Somehow I find it fascinating how fast all those crazy world "World Government" conspiracy theories are getting more and more tangible.

The ITU case clearly demonstrates, that when we propose more negotiation and common solution finding of governments across the world, individual liberties are to many nations very low on the priority list.


Always listen to the tinfoil hatted conspiracy theory spewing nutbags.

Why? Because there are more of them in politics and business than there are anywhere else working on the opposite agenda.


The ITU might have more geek cred if there were fewer politicians and diplomats and more technologists and engineers making the decisions. Do we really want people who regard the Internet as a "series of tubes" and/or a threat to their domestic power to be the ones in charge of it? Or are we content to let the people who built the damned thing continue to run it too?


To be fair, with all due respect, while I understand the concerns of Messrs. Berners-Lee and Cerf, I think they are also kind of missing the point. Unless newspapers are intentionally or not misleading us which is another possibility.

If you read what Russia is actually asking for, you will see that it has nothing to do with technologies and standardisation, everyone is pretty happy with that. No, what some governments start questioning is ICANN and especially IANA powers.

IANA is overseeing the whole IP allocations business and supervise root DNS management which give it a huge power over the network. However, while private, ICANN operates under a DOC contract and is headquartered in LA. I'm not overtly surprised it tickles some countries which are not too fond of the USA.

IHMO keeping ICANN but making it operate under a UN contract (maybe through ITU) would be a step in the right direction.


The problem is that there are central points that any government can control because we communicate over wire and fiber-optics. By decentralizing the net and using mesh networking, we would regain and retain control. We need to develop the technology needed to have a world-wide mesh network.


Why even bother with mesh networking? We already have the technology needed to decentralize the Internet: amateur radio operators have been using digital modes for decades, over long and short distances, and packet switched amateur radio nets do exist. The problem is the ITU, which set up the regulatory structure that prevents amateur radio from ever being anything more than a hobby.

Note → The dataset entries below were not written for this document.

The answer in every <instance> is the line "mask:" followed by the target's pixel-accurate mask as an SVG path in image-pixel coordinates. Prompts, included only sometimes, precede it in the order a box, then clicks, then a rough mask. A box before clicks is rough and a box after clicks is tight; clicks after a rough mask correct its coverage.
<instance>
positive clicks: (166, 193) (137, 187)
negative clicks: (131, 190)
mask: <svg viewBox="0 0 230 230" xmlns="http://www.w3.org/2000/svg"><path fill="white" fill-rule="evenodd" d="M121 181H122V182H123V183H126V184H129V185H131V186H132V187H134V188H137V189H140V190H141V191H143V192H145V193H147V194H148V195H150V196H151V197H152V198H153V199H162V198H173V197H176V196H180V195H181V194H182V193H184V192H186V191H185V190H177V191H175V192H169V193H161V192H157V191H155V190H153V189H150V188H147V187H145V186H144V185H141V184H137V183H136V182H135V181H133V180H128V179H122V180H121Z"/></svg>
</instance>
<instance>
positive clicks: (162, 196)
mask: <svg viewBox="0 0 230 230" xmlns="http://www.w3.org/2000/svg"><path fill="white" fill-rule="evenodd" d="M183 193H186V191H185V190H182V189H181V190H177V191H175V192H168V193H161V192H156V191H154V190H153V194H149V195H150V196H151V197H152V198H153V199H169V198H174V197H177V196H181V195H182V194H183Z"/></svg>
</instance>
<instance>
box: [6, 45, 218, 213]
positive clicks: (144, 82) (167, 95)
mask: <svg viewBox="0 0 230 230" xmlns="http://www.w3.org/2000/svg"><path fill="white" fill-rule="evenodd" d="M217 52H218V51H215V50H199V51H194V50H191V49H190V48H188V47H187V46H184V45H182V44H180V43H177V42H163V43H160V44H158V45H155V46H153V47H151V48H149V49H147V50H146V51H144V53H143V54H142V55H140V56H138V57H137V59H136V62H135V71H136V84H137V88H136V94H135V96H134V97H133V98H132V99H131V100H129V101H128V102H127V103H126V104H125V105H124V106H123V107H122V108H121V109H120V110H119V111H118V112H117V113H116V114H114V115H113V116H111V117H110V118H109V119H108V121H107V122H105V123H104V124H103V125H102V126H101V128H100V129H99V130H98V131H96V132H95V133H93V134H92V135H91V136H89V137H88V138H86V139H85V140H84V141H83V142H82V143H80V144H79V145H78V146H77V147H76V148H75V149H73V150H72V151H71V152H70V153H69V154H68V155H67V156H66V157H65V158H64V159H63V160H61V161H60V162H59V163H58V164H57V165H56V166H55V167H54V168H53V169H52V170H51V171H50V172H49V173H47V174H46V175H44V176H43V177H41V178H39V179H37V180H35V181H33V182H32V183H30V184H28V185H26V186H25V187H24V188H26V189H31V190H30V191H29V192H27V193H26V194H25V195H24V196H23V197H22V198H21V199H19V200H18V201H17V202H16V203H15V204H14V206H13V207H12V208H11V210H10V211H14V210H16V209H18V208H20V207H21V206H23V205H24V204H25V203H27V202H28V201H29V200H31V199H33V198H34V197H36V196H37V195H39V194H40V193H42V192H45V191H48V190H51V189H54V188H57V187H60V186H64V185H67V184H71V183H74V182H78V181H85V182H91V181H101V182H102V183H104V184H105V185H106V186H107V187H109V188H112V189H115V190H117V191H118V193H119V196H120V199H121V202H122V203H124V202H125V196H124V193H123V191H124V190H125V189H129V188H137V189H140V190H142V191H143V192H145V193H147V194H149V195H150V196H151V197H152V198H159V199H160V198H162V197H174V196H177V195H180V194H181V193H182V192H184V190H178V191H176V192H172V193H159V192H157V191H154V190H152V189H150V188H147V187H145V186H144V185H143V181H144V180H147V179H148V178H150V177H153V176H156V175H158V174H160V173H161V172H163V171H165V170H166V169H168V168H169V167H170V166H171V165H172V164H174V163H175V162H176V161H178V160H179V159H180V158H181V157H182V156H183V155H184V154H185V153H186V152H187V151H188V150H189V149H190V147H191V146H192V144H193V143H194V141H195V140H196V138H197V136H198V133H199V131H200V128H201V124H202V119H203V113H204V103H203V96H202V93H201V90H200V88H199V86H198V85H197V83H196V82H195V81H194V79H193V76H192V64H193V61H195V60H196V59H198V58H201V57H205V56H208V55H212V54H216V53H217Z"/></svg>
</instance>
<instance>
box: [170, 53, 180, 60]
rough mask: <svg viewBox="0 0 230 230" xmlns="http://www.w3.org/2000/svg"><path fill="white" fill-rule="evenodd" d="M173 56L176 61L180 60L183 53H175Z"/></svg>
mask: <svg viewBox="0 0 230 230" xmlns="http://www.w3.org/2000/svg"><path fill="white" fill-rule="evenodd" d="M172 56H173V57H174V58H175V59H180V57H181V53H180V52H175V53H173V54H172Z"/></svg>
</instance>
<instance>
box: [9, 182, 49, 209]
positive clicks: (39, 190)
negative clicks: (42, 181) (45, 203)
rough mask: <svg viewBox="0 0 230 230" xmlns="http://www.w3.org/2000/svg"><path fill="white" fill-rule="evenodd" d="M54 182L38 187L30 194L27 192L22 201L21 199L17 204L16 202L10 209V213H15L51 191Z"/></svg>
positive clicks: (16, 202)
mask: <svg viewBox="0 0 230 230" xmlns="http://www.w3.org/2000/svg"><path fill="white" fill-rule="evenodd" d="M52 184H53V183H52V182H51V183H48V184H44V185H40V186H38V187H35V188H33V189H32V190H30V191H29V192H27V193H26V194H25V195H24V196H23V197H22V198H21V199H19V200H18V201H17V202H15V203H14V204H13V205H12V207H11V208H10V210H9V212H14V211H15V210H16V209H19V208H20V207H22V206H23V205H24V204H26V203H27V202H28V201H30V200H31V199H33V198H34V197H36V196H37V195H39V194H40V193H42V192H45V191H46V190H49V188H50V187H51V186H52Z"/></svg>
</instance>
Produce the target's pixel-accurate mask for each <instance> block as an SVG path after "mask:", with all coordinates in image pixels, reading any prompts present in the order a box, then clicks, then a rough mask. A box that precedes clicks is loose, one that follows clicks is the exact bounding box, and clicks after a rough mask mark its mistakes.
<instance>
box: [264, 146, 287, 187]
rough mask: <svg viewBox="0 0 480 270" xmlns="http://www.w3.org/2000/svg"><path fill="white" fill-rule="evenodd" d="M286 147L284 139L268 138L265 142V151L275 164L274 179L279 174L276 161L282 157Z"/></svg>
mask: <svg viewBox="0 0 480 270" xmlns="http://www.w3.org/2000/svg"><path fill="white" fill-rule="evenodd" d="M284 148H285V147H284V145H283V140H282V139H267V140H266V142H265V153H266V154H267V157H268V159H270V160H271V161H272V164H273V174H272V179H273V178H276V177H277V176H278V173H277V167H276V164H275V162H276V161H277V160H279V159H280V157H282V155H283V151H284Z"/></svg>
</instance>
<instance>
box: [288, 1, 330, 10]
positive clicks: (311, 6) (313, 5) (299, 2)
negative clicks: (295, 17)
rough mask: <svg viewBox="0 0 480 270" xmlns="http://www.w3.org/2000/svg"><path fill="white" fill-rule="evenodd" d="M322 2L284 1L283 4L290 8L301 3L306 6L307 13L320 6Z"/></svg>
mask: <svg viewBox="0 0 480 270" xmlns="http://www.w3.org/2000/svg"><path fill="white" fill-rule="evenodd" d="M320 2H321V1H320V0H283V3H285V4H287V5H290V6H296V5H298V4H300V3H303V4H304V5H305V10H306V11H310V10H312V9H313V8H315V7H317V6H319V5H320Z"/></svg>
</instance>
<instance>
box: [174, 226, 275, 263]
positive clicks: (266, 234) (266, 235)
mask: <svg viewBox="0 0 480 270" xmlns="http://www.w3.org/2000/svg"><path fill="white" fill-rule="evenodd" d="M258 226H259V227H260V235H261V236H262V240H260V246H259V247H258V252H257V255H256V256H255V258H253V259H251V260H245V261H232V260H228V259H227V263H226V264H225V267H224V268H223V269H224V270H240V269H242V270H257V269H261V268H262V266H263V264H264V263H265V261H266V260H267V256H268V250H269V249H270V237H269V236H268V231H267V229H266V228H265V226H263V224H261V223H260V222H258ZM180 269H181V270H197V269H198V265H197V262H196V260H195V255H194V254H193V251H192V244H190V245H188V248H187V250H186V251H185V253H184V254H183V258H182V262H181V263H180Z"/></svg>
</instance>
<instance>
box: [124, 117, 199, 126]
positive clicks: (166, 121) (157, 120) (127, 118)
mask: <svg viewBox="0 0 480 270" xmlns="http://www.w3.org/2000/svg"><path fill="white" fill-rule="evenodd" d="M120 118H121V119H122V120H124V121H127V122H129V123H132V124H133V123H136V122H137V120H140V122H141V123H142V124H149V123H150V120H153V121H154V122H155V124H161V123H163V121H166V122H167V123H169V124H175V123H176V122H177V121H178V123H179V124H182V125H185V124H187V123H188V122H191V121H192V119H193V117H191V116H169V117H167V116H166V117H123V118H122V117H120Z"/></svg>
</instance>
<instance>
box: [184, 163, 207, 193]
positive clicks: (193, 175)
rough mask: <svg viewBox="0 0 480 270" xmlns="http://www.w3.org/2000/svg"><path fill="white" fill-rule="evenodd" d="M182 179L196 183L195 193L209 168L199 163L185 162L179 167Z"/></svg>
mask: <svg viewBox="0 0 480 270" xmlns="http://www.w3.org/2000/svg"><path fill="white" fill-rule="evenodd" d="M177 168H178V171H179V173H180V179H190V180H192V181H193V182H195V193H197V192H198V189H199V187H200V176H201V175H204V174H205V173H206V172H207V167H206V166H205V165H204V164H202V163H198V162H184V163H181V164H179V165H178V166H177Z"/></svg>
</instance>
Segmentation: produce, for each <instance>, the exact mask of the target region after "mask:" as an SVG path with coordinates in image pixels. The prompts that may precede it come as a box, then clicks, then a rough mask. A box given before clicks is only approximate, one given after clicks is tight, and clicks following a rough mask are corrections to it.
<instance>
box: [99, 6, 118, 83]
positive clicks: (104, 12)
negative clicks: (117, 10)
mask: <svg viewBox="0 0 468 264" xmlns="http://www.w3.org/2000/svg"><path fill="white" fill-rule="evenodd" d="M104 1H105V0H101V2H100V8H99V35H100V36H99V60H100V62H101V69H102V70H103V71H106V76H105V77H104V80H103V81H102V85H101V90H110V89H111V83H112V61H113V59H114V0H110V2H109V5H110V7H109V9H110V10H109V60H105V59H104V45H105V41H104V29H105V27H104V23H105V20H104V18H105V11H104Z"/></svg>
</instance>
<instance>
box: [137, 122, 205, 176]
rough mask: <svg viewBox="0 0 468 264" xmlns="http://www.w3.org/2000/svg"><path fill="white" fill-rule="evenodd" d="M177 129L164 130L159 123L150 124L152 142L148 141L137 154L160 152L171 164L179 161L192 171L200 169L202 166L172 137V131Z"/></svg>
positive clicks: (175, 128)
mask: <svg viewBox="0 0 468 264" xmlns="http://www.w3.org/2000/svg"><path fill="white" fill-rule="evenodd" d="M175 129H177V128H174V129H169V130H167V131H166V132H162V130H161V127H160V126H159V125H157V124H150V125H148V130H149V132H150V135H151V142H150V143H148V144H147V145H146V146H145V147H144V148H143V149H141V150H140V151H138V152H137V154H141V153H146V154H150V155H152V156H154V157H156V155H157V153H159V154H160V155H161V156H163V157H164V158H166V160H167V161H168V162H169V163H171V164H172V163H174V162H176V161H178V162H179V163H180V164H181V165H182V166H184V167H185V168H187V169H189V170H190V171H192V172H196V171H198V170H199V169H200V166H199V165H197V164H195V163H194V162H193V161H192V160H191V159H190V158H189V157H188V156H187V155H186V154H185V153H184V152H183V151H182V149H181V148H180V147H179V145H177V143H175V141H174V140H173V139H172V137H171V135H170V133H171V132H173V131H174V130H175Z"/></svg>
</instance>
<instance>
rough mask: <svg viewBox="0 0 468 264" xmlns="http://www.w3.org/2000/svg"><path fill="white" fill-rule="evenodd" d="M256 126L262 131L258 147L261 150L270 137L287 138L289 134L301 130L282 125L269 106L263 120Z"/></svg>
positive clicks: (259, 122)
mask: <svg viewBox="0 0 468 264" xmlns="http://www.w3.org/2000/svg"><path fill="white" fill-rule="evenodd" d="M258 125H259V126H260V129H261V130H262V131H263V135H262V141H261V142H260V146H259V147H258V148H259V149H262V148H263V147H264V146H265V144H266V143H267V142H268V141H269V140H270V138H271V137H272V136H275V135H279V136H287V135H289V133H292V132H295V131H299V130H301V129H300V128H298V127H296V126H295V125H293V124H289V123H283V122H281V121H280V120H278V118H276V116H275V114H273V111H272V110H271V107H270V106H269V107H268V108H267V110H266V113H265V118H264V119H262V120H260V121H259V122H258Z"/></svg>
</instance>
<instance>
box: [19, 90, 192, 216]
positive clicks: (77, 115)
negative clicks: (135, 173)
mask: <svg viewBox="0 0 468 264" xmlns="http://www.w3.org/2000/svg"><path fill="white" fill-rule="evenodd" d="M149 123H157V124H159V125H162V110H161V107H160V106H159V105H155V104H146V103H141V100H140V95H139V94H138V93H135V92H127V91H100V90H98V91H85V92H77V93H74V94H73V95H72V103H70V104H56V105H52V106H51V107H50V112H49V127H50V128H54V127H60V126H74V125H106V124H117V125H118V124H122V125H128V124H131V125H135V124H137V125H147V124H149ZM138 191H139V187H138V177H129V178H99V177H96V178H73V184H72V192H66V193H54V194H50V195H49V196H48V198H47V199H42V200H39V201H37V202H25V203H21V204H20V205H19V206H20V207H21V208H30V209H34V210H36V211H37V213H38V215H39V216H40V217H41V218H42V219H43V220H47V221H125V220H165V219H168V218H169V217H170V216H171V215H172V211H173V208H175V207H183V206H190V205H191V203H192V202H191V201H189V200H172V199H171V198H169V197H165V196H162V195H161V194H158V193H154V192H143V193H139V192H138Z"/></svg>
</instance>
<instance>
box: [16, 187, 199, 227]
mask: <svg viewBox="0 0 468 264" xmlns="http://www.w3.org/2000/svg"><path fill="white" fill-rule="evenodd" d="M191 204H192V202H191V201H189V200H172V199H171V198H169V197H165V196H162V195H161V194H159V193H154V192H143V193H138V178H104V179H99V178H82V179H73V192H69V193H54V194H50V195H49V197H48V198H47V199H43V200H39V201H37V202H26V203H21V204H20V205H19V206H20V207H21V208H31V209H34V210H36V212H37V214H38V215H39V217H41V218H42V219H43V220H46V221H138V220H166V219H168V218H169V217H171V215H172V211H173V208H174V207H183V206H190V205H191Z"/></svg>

If we took some of the spectrum that was handed over to 4g cell providers and gave it to amateurs, and created a regulatory system that encouraged amateur stations to act as repeaters, routers, and gateways, we could have a decentralized wireless internet in short order. We should create a new class of amateur licensing, specifically for packet switched networks, that allows a station to repeat a commercial transmission (e.g. someone directing their web browser to Amazon or Google), allows the use of cryptography without requiring key disclosure, allows profanity, allows communication with unlicensed stations (e.g. someone's laptop), etc. There is no technical reason this cannot be done, and amateur radio operators are just as capable of setting up and maintaining a packet switched network as commercial services are (and perhaps even better; Comcast has pretty bad bufferbloat problems).

The ITU establishes standards and regulatory recommendations that are intended to protect the power of telecom monopolies. That is fundamentally incompatible with the Internet's design, which makes no distinction between nodes (compare to cell networks, cable TV networks, etc.) -- any connected node can be a service provider.